- Born: 1648 Black Mountain of Skopje
- Died: 1718 (aged 69–70) Budapest
- Education: Jesuit Illyrian College
- Occupations: parish priest (fl. 1679); vicar of the Archbishop of Skopje, Pjetër Bogdani (fl. 1689); translator;
- Known for: Organizing pro-Austrian rebels in Otoman empire during Great Turkish War
- Movement: pro-Austrian
- Family: Raspasani

= Toma Raspasani =

Albanian Franciscan friar and vicar

Toma Raspasani (Tomasso Raspassani, c. 1648-1718) was an Franciscan friar and vicar, subordinate Pjetër Bogdani, Archbishop of Skopje, with whom he organized an pro-Austrian movement that would fight in the Great Turkish War against the Ottoman Empire.

== Life ==
He was born in 1648. His definite birthplace has not been established, and it is thought to have been in either Skopska Crna Gora, or the surroundings of Prizren or Peja. According to British author Noel Malcolm it was Skopska Crna Gora. At the time these were part of the Ottoman Sanjak of Üsküb and Sanjak of Prizren. He most likely enrolled in the primary school and theological school of Janjevo. Toma was educated by Jesuits at Illyrian college in Loreto. After studying in Italy he was appointed parish priest in Prizren in 1679. According to different sources, he spoke Albanian, Serbian, Latin and Italian. A rare letter written in Albanian sent to Propaganda Fide in Rome from Pult in Albania has been argued lately to have been written by Raspasani.

With the outbreak of the Great Turkish War, the Austrian Empire sought allies in Southeastern Europe. On November 1, or November 6, General Enea Silvio Piccolomini reached Prizren, where he according to sources was received by "an archbishop and a patriarch". This has been interpreted by some Yugoslav historians as being Albanian Catholic Pjetër Bogdani, Archbishop of Skopje, and Arsenije III Čarnojević, the Serbian Patriarch. Those sources claim that Piccolomini consulted with Patriarch Arsenije and Archbishop Bogdani about the organization of newly recruited rebels and providing food for them, and Raspasani helped Piccolomini a lot, as the negotiations went through him as he knew Latin and Italian. However the patriarch could not have been the Serbian Patriarch, since "he was absent from the region at that time". Pjetër Bogdani seemed to have played the leading role in organizing the Albanian pro-Austrian movement in the region, while Raspasani was also prominent. According to some sources, Raspasani was the one who gathered the Albanians by himself.

Piccolomini died in Prizren of plague on November 9, 1689, during negotiations. General Federico Veterani succeeded Piccolomini. Raspasani substituted the deceased Bogdani (1689†) as the leader of the Albanian pro-Austrian movement.

The Austrians began fortifying Niš, and Lieutenant colonel Antonije Znorić returned from Belgrade to Niš with 2,500 infantry of the Serbian Militia after the order of Veterani; Raspasani was also with them, as a translator.

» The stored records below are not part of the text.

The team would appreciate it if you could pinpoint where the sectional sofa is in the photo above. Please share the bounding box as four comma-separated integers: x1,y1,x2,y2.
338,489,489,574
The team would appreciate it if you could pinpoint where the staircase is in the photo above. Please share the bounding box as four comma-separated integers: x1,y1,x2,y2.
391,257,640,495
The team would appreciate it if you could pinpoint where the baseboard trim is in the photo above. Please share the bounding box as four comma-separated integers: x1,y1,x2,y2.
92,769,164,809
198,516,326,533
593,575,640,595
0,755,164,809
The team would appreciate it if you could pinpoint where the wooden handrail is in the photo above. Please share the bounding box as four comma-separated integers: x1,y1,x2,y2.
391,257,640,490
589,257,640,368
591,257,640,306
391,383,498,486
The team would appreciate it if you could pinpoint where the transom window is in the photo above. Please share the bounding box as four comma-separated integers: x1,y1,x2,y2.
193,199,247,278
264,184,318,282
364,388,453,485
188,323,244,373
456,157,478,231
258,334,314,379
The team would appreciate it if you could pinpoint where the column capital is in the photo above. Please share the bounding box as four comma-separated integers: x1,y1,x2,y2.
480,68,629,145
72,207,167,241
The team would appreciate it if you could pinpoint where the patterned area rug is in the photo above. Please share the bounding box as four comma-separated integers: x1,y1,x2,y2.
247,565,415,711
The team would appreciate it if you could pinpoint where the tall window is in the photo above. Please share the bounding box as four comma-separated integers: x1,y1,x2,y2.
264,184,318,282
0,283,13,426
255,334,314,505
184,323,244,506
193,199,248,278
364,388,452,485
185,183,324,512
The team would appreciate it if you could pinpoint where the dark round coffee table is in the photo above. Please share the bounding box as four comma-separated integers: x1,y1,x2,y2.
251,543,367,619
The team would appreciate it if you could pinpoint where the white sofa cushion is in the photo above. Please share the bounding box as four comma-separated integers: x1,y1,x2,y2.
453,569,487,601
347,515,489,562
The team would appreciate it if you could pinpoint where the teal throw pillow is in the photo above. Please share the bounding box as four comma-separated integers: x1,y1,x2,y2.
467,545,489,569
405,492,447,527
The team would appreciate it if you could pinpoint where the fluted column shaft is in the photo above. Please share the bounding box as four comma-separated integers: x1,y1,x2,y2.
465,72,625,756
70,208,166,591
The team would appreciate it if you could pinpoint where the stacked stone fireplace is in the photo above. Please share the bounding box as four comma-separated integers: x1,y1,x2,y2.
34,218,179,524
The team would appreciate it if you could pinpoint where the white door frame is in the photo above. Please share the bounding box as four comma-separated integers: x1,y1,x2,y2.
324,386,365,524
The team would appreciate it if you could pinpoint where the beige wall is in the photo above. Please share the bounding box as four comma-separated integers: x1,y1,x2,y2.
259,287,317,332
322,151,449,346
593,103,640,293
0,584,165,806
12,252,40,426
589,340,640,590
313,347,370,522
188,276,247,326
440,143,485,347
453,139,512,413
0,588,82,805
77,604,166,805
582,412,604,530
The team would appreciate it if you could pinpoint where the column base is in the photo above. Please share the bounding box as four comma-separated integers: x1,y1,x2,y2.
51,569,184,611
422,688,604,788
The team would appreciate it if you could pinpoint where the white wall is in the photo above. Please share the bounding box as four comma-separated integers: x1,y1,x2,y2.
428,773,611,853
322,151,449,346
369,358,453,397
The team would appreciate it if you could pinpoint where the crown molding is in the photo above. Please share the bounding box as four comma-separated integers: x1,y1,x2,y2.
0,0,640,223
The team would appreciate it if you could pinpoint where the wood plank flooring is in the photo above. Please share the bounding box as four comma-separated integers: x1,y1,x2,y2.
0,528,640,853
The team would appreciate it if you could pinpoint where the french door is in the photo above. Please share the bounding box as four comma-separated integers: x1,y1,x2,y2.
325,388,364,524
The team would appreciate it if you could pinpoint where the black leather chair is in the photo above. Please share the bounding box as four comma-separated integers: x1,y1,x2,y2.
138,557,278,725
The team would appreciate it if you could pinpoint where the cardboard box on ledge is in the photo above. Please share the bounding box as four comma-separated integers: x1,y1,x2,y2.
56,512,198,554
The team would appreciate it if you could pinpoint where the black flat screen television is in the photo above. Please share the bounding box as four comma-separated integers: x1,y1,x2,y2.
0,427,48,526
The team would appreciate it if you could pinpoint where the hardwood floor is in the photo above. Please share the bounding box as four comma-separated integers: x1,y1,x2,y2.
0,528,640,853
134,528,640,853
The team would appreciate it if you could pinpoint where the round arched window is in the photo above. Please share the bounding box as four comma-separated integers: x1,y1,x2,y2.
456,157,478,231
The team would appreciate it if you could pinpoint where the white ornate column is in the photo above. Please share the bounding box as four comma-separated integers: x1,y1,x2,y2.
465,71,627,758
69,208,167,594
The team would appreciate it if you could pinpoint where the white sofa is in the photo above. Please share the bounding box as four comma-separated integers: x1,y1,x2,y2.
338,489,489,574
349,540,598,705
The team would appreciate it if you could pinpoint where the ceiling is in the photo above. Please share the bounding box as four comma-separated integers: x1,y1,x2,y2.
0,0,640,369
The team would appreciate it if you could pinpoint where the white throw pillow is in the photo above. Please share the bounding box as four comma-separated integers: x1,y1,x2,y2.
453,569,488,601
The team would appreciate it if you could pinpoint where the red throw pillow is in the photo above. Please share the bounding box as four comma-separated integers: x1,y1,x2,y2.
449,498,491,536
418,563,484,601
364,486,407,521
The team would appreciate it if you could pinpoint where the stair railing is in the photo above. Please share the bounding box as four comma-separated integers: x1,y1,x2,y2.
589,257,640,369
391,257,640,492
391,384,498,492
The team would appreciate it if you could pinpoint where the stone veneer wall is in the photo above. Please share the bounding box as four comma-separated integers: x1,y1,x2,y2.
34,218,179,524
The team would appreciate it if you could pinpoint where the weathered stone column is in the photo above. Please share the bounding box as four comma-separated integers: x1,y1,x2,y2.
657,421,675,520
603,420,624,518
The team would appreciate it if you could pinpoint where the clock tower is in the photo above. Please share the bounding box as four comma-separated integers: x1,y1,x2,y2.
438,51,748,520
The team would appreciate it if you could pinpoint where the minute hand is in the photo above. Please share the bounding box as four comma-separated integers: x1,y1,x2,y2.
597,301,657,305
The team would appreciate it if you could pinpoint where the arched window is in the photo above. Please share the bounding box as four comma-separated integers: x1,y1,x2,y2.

Raspasani wrote in 1693 that many of the Catholics of Kosovo had left for Budapest, "where most of them died, some of hunger, others of disease".

== Later life and death ==
After the retreat of the Habsburgs from Kosovo in 1690, Raspasani moved together with the army towards Buda, where he stayed until the end of his life. His life is recorded there in archival documents of the city. Raspasani served holding a high position at one of the churches of the city, where he was close to the Jesuit order. His testament written just before his death in 1718 is still kept at the archival funds in Budapest.